LLaMa.CPP
Slots
The Slots API provides detailed information about the current inference slots on the Llama.cpp server. Slots represent active or idle contexts used for processing requests. This is particularly useful for:
- Monitoring active sessions (e.g., ongoing generations).
- Inspecting slot parameters (e.g., temperature, top_k).

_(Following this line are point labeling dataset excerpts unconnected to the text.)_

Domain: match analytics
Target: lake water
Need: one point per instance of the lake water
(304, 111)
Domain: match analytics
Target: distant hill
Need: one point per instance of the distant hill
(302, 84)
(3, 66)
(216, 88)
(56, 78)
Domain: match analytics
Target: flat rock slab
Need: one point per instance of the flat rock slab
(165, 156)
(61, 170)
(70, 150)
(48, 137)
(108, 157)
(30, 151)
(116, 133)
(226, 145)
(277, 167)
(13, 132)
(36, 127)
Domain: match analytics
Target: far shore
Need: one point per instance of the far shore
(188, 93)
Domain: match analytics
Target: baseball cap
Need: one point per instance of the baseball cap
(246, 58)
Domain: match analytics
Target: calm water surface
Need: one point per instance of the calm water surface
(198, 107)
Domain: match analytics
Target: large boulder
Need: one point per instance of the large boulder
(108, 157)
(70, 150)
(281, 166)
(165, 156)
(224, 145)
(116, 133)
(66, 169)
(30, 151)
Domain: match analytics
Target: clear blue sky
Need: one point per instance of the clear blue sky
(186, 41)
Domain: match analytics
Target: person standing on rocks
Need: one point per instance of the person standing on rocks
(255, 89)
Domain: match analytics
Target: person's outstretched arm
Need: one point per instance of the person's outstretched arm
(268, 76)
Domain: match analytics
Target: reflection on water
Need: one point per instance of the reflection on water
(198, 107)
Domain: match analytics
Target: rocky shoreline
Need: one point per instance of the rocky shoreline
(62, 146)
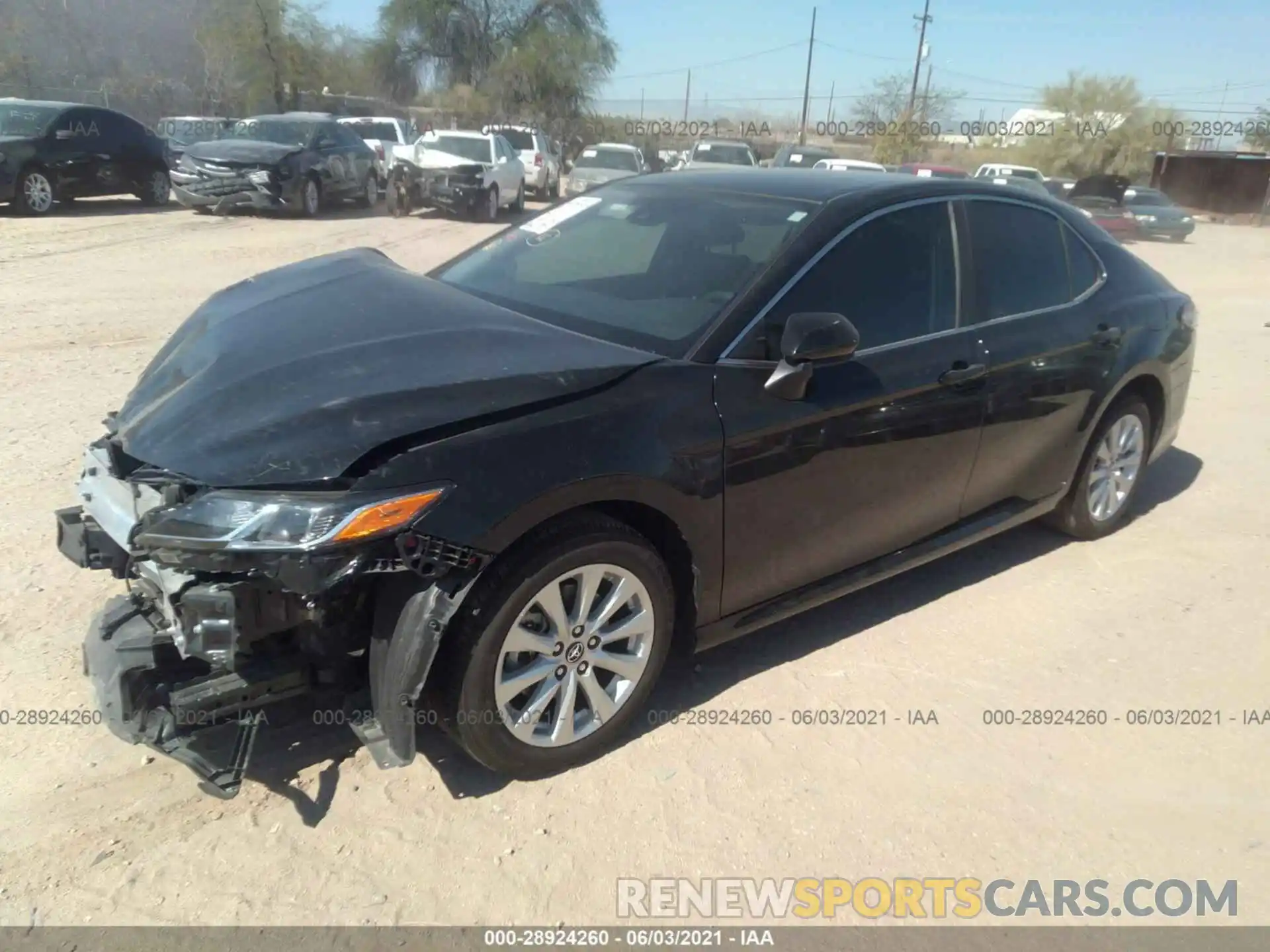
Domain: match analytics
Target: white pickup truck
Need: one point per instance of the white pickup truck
(381, 134)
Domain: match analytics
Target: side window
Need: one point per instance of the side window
(894, 278)
(1081, 263)
(1020, 259)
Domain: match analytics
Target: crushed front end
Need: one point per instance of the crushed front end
(220, 186)
(240, 601)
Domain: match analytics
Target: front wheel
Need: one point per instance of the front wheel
(556, 653)
(34, 193)
(1101, 496)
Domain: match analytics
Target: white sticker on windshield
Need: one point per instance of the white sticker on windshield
(549, 220)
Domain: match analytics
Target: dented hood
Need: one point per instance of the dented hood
(295, 375)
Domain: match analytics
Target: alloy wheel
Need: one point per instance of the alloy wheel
(1117, 463)
(38, 192)
(574, 655)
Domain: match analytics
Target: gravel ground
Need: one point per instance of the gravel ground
(1170, 612)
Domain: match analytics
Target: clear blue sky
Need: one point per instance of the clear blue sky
(1000, 52)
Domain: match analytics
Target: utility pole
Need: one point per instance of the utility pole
(807, 84)
(921, 45)
(1220, 111)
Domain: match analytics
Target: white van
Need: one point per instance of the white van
(1000, 172)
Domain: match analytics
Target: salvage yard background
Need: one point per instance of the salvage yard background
(1171, 612)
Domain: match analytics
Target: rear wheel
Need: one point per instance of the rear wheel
(1101, 496)
(34, 194)
(553, 658)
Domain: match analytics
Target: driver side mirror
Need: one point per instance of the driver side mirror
(810, 338)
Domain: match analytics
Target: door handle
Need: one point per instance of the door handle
(1107, 337)
(962, 372)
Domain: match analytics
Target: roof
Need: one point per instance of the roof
(48, 103)
(292, 117)
(806, 186)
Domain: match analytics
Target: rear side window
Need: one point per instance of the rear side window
(1019, 257)
(1083, 267)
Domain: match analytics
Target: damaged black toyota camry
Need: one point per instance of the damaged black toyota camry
(671, 412)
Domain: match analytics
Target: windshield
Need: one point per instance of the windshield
(476, 150)
(806, 159)
(724, 154)
(186, 131)
(520, 140)
(1148, 197)
(643, 267)
(22, 120)
(618, 159)
(382, 131)
(285, 132)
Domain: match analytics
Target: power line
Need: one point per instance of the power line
(709, 65)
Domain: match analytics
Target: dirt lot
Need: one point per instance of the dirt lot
(1171, 612)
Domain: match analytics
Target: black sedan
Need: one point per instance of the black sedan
(298, 161)
(673, 411)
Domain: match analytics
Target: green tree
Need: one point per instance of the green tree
(541, 58)
(1108, 127)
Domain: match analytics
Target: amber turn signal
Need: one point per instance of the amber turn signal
(385, 517)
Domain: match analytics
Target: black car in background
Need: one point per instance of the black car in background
(299, 161)
(55, 153)
(182, 131)
(676, 411)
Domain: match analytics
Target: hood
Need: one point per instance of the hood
(295, 375)
(601, 175)
(1100, 187)
(240, 150)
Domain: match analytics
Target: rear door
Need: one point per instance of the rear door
(878, 454)
(1048, 347)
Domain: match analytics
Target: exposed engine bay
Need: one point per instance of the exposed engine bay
(207, 639)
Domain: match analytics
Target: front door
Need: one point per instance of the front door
(878, 454)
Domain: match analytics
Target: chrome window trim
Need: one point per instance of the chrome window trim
(828, 247)
(952, 200)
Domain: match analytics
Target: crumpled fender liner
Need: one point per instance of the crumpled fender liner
(411, 617)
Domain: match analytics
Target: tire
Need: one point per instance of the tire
(310, 198)
(157, 190)
(488, 211)
(34, 193)
(474, 649)
(1078, 514)
(370, 196)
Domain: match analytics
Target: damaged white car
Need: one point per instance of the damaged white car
(474, 175)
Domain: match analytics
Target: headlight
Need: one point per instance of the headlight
(255, 521)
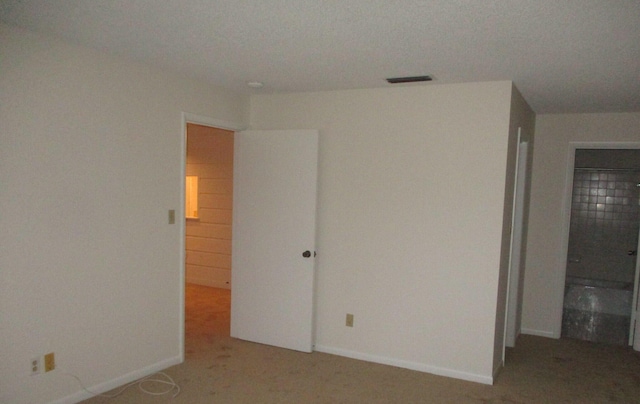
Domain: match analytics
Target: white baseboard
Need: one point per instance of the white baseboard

- Debugging or optimizing multi-request scenarios.
Tip
Slots help manage concurrent inference tasks. You can use this API to check the status of each slot and its associated settings.
Code
use Partitech\PhpMistral\Clients\LlamaCpp\LlamaCppClient;
use Partitech\PhpMistral\MistralClientException;
$llamacppUrl = getenv('LLAMACPP_URL');
$llamacppApiKey = getenv('LLAMACPP_API_KEY');
$client = new LlamaCppClient(apiKey: $llamacppApiKey, url: $llamacppUrl);
try {
$response = $client->slots();
print_r($response); // Display slot information
} catch (MistralClientException $e) {
echo $e->getMessage();
exit(1);
}
Result
Array
(
[0] => Array
(
[id] => 0
[id_task] => -1
[n_ctx] => 512
[speculative] =>
[is_processing] =>
[non_causal] =>
[params] => Array
(
[n_predict] => -1
[temperature] => 0.80000001192093
[top_k] => 40
[top_p] => 0.94999998807907
[repeat_penalty] => 1
...
)
[prompt] =>
[next_token] => Array
(
[has_next_token] => 1
[n_remain] => -1
[n_decoded] => 0
)
)
)
Key Fields
Field | Description |
---|---|
id |
Unique identifier for the slot. |
id_task |
Associated task ID (-1 if idle). |
n_ctx |
Context window size allocated for the slot. |
speculative |
Indicates if speculative decoding is active for this slot. |
is_processing |
Indicates if the slot is currently processing a request. |
non_causal |
Indicates if the slot uses non-causal (bidirectional) attention (if supported). |
params |
Generation parameters applied in this slot (e.g., temperature, top_k, penalties). |
prompt |
The current prompt content for this slot (if any). |
next_token |
Status of the next token generation (e.g., tokens remaining, decoded). |
Use Cases
- Concurrency monitoring: Track how many slots are active and which ones are idle.
- Session management: Inspect or manage long-running inference sessions.
- Debugging: Ensure that slots use the correct parameters (e.g., for tuning or performance optimization).
Warning
The number of slots is configured on the Llama.cpp server side (e.g.,
n_parallel
option). Exceeding this limit can queue or reject new requests.
Example Scenario
- If a slot shows
is_processing: true
, it means an inference task is currently running. - You can inspect the generation parameters (temperature, top_k, etc.) to verify if the correct settings are being used for that task.
Note
Slots can be useful for advanced workflows like multi-user inference, long-running streams, or priority scheduling.